Of course, it's still a car. But if the ultimate in luxury now comes at half the original size, perhaps children will soon grow up and aspire to own only 1 instead of 2 tons of steel—while getting passed by bus and bike in London traffic, after paying the congestion charge.
October 14, 2011
30 to 1
Clean Air Act of 1970: Benefits-to-costs ratio: 30 to 1.
Clean Air Act Amendments of 1990: Benefits-to-costs ratio: 30 to 1.
Average across all Environmental Protection Agency rules passed between 2000 and 2010: Benefits-to-costs ratio: 10 to 1.
That should be cause for celebration, shouldn't it?
Not quite.
Any benefit-to-cost ratio above one means that benefits exceed costs. That's good, of course, but the goal isn't to maximize that ratio. The goal ought to be to come as close as possible to 1:1.
Ratios of 10:1 and above point to real inefficiencies: Too many costs are being socialized.

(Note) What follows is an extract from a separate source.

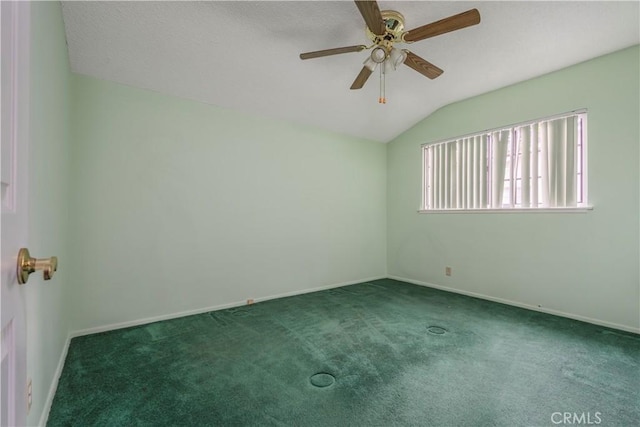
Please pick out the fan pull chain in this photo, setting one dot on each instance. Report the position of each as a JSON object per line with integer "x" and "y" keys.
{"x": 382, "y": 99}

EPA isn't doing nearly enough to protect us from ourselves.
October 13, 2011
In-flight recycling
Almost as bad as asking people to use their frequent flyer miles to buy carbon offsets.
Newsflash: No matter how short your flight, it's orders of magnitude worse for the planet than recycling that Coke bottle.

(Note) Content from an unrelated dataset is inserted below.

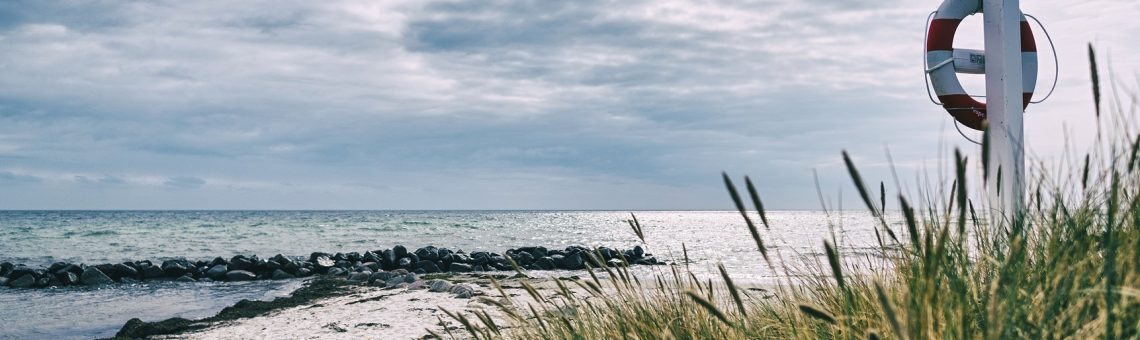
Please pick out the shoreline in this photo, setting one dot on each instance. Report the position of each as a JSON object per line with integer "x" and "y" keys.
{"x": 336, "y": 308}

If you need more irony: there are no bottles on planes to begin with, just a steady stream of one-way plastic cups.
October 12, 2011
Reinsurance all but reassuring
For reliable data, go to those who actually make money off them.
There's no better place for natural disaster data than the reinsurance company that's ultimately on the hook to paying some hefty sums if something goes wrong. Munich Re has the most comprehensive database of natural catastrophes.
Turns out those catastrophes may not be all that natural after all.
October 11, 2011
An army for reform, #OWS-style
The glibbest book review I've received so far ends with the words: "Great plans, but do the economists have an army?"
Well, now that you mention it.
Just to be clear upfront: I'm not pretending to say here that anyone at the OccupyWallStreet protests is fighting for any of the specific ideas presented in But Will the Planet Notice?, or knows that it exists. (Perhaps they will, if I add a few more references that makes this post more easily find-able: Occupy Wall Street; We are the 99%; Zuccotti Park!)
The point is that talk about the perfect economic solution without any hope of ever enacting any of it into law is just that: talk.
The system isn't working—certainly not for the other 99 percent, as the OWS movement's possibly best slogan puts it. (Emmanuel Saez can be rightfully proud of providing the thinking behind that number.)
It's still unclear what the unifying message out of the OWS movement will be. You can always find a protester or two who argues against capitalism per se, but there's a much larger number fighting against a rigged system and for a level playing field for all.
At the core of all of this, is the idea that we can no longer socialize costs and privatize profits and pretend it'll just work out. That, of course, goes for the financial sector as much as it goes for the planet as a whole.
Perhaps the army is on its way after all.
October 10, 2011
When bailout is not an option
The collapse of Long-Term Capital Management should have been a warning sign, alas a few billion dollars in bailout money patched things up to ignore the broader picture.
The collapse of Lehman Brothers should have been a warning sign, alas a few trillion dollars in bailout money patched things up to ignore the broader picture.
The collapse of Iceland should have been a warning sign, alas devaluing the currency did wonders. Interested in vacationing in Reykjavik? Bargain hunters rejoice.
Now we are onto Greece. Devaluing the Greek currency isn't an option. There is none. Signs are finally pointing into the right direction, but it may already be too late to avoid a Europe-wide (and soon a global) crisis.
Privatize benefits while costs are being socialized doesn't work—at least not for long.
It's so obvious, it sounds trite. It's also so difficult to do away with precisely because many rich have benefited from the current sorry state of affairs and are just fine with keeping things the way they are.
What goes for the financial system also goes for the planet—just that bankruptcy, or a bailout, isn't on the table.